12 Feb 2020 47 18 938
Talatamaty (Madagascar) - Je trouve qu'il a une bonne tête ce monsieur. Quand je l'ai aperçu dans la rue, vautré sur des sacs de charbon j'ai cru, en toute logique, que c'était un charbonnier. Mais des charbonniers tels qu'on les a connu autrefois en France, il n'y en a pas ici. Cet homme est un fabricant de charbon... de bois. Une matière première très prisée dans la Grande Île pour faire bouillir la marmite et cuisiner. Le problème avec ce mode de cuisson, c'est qu'il est toxique pour l'Homme et polluant pour la planète. Sans compter que cette activité menée à grande échelle contribue pour une bonne part à la déforestation. Ce pauvre homme sur la photo n'y est pour rien. Lui, il fait ça pour gagner sa vie. Au train où vont les choses, cette coutume devrait s'arrêter dans une ou deux une décennies, faute de bois à transformer en charbon. En effet, d'ici là, Madagascar n'aura plus de forêts à raser. Le charbon de bois n'est pas le seul responsable. Les industriels étrangers, majoritairement Chinois depuis quelques années, pillent sans vergogne cette ressource... Comme toutes les richesses du pays.

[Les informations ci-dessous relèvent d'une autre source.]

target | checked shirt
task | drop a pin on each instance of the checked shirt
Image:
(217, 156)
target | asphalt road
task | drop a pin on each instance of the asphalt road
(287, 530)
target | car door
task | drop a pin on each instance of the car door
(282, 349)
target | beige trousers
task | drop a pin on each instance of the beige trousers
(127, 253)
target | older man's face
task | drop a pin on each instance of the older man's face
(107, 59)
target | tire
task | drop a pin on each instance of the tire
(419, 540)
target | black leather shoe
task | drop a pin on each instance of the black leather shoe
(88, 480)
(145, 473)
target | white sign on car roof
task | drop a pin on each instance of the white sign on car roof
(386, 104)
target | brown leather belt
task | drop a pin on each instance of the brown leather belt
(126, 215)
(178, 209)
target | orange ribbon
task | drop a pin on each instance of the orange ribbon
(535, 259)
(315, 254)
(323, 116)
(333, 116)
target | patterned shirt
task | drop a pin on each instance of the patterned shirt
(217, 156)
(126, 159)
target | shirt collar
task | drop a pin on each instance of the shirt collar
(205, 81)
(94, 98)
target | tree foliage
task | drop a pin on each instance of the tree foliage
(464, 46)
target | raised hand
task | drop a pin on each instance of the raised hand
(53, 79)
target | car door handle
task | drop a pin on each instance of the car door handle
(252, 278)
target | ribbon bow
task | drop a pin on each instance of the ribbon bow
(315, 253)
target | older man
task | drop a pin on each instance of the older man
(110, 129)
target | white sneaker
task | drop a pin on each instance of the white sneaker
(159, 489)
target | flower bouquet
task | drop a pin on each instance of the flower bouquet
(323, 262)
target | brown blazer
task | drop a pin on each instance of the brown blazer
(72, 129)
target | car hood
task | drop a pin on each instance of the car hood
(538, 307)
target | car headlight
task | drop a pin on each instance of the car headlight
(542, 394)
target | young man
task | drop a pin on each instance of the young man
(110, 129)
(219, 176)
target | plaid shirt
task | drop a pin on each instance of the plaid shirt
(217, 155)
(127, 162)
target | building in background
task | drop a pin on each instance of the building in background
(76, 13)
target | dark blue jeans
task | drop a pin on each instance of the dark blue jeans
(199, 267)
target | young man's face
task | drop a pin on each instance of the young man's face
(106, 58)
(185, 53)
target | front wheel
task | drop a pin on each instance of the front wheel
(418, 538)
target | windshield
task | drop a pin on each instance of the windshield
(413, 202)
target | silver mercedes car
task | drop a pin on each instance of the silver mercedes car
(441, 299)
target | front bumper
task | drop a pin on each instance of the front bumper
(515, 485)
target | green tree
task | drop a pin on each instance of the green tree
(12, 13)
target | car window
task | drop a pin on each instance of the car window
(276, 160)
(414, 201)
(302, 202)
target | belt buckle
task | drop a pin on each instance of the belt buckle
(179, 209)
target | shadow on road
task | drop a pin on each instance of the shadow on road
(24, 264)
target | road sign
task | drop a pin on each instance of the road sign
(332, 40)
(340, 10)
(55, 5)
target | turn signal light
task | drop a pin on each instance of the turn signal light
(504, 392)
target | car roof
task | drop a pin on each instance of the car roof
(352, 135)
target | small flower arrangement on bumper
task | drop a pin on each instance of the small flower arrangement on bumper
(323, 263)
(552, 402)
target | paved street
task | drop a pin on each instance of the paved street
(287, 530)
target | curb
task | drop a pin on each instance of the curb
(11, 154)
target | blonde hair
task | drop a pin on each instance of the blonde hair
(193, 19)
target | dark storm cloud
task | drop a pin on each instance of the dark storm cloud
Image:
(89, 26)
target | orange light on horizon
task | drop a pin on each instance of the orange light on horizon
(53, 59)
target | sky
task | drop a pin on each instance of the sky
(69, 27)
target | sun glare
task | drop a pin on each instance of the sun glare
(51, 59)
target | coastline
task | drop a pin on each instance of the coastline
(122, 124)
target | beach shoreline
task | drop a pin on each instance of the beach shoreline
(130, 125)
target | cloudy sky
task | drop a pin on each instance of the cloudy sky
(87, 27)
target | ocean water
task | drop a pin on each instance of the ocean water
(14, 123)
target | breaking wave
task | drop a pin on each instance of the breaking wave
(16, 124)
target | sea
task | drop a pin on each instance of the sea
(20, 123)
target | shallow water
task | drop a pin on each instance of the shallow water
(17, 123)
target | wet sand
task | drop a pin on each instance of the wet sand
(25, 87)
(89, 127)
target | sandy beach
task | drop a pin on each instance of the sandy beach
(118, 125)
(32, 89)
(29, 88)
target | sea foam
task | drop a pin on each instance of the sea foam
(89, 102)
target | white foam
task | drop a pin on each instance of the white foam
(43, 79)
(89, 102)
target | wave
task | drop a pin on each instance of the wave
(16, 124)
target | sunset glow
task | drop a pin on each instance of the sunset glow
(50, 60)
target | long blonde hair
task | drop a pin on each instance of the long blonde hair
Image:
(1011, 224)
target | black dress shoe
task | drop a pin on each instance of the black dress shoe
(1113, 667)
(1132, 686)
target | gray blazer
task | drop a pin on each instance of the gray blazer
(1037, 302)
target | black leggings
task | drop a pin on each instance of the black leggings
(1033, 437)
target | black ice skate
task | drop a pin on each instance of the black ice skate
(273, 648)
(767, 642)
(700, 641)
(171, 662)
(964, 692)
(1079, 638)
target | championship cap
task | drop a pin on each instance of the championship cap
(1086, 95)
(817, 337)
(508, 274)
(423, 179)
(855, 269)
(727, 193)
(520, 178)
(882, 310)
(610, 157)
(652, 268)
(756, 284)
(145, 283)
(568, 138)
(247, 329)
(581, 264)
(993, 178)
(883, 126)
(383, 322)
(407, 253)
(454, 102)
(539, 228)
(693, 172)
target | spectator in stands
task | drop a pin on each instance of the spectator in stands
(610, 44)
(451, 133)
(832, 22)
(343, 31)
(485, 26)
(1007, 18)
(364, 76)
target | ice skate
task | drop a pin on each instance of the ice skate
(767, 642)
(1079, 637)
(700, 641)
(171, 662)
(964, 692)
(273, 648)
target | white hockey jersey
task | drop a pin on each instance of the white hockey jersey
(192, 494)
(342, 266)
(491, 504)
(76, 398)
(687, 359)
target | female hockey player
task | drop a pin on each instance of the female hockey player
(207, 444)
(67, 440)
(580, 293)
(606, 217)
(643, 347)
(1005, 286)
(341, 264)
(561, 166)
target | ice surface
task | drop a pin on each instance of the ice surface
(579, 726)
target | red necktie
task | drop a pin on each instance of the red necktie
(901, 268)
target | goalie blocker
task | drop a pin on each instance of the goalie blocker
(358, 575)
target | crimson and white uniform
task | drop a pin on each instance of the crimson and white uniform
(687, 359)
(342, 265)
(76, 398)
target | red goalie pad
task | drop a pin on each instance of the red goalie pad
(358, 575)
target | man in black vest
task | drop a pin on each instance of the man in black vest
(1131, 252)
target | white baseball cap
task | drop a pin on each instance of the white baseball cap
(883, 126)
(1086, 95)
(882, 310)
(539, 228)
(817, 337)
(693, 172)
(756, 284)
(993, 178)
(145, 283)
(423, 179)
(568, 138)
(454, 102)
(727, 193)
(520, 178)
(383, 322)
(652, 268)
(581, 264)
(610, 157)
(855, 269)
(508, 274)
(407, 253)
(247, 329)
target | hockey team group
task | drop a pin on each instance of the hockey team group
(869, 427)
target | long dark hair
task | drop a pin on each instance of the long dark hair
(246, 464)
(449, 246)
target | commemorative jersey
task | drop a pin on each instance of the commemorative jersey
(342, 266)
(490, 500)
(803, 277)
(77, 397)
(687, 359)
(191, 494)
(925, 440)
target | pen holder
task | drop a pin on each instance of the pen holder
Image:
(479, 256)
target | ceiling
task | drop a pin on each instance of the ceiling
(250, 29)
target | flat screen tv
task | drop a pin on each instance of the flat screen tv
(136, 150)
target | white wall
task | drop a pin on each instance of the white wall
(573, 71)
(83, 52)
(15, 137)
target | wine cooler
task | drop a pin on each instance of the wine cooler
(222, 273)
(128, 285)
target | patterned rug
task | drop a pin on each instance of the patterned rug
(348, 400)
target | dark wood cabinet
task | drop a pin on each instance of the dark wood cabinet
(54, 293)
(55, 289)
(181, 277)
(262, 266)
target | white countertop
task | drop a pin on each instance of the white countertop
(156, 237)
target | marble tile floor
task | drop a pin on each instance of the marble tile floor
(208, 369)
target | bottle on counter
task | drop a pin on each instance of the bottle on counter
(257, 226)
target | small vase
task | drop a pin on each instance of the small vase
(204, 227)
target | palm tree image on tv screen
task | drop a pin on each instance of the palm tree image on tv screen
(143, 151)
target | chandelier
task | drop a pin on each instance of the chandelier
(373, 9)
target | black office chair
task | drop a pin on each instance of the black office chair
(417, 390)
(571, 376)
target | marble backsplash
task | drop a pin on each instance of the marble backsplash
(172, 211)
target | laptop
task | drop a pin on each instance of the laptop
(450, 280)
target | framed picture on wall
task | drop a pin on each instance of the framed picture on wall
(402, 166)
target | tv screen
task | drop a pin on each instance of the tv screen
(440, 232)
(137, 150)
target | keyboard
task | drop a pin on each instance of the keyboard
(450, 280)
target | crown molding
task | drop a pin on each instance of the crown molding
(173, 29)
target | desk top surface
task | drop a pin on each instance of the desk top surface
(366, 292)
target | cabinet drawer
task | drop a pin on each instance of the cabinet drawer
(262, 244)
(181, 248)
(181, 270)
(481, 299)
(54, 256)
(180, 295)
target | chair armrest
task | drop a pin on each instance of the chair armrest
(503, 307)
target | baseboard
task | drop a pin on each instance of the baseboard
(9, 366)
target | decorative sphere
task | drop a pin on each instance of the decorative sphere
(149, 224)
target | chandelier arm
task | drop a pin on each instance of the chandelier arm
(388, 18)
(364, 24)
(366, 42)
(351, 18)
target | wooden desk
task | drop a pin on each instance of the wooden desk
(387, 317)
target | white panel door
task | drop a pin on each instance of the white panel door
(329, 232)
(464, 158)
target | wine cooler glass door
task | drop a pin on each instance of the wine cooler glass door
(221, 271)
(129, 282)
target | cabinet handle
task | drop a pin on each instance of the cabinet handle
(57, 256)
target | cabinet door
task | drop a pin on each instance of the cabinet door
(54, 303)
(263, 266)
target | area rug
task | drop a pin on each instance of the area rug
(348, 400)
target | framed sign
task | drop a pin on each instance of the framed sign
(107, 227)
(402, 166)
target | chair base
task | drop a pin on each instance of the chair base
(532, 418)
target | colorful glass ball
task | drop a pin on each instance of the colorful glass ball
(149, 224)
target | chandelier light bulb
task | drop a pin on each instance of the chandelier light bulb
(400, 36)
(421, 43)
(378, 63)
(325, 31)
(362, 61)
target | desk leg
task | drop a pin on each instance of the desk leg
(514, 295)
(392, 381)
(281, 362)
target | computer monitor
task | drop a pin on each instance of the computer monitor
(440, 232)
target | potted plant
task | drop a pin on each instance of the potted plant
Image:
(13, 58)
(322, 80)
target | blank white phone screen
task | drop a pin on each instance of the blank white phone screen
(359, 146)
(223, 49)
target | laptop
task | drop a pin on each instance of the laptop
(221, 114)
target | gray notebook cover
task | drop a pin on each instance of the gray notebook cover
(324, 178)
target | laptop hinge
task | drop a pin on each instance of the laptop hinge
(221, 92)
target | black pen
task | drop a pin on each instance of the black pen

Certaines essences sont officiellement protégées. le bois de rose notamment. Mais c'est compter sans la corruption pratiquée à tous les niveaux de l'administration. Même les parlementaires se font "graisser la patte". Eux qui votent les lois de protection afin de toucher les subventions (elles-mêmes détournées) versées par les pays occidentaux. Le fait que Madagascar soit sur le podium de trois pays les plus pauvres du monde, explique sans doute cela. PS : Je viens d'arriver à Fort-Dauphin par le vol de 7 h. Il y avait le ministre de la Sécurité dans l'avion. Mon copain (le maire de Fort-Dauphin) était embêté, il avait la nouvelle préfète dans sa voiture et ils étaient là pour accueillir le ministre dont la venue a été annoncé la veille. Et moi dans l'histoire ? Je suis allé à l'hôtel en taxi. Ce soir mon copain sera plus détendu. Quand le ministre aura repris l'avion pour Antananarvo.

Good morning Madagascar !

12 Feb 2020 57 23 1011
Talatamaty (Madagascar) - Arrivé cette nuit à Antananarivo par un vol directe de Paris, je me suis réveillé après trois heures de sommeil avec vue sur les rizières ensoleillées de Talatamaity. Le bonheur ! Talatamaty est mon camp de base quand j'arrive à Madagascar. C'est à mi-chemin entre l'aéroport et la capitale, mais on est déjà dans l'ambiance malgache. Je ne voulais pas faire de photos aujourd'hui, mais j'ai craqué. Je suis donc parti un peu tard (9h, heure locale) dans les rizières et les villages qui les bordent. Je ne vais pas m'étendre sur la plaisir que j'ai eu à faire cette balade qui est désormais un "classique" pour moi. Au menu, portraits, vues animées de les rizières avec les agriculteurs déjà bien actifs à cette heure. Je me suis aventuré sur la route désormais terminée qui coupe la rizière en deux. L'idée est d'en faire un périphérique autour d'antanarivo. Mais même opérationnelle, cette route est peu utilisée. Je n'ai vu qu'une voiture et un camion à l'arrêt. C'est sur cette route que j'ai pris en photo ces trois dames qui préféraient marcher sur le bitume, plutôt que de se mouiller les pieds dans la rizière. L'amélioration des infrastructures routières à Madagascar, apportent parfois des avantages insoupçonnés. J'ai volontairement désaturé les couleurs car elles "claquaient" un peu trop à mon goût.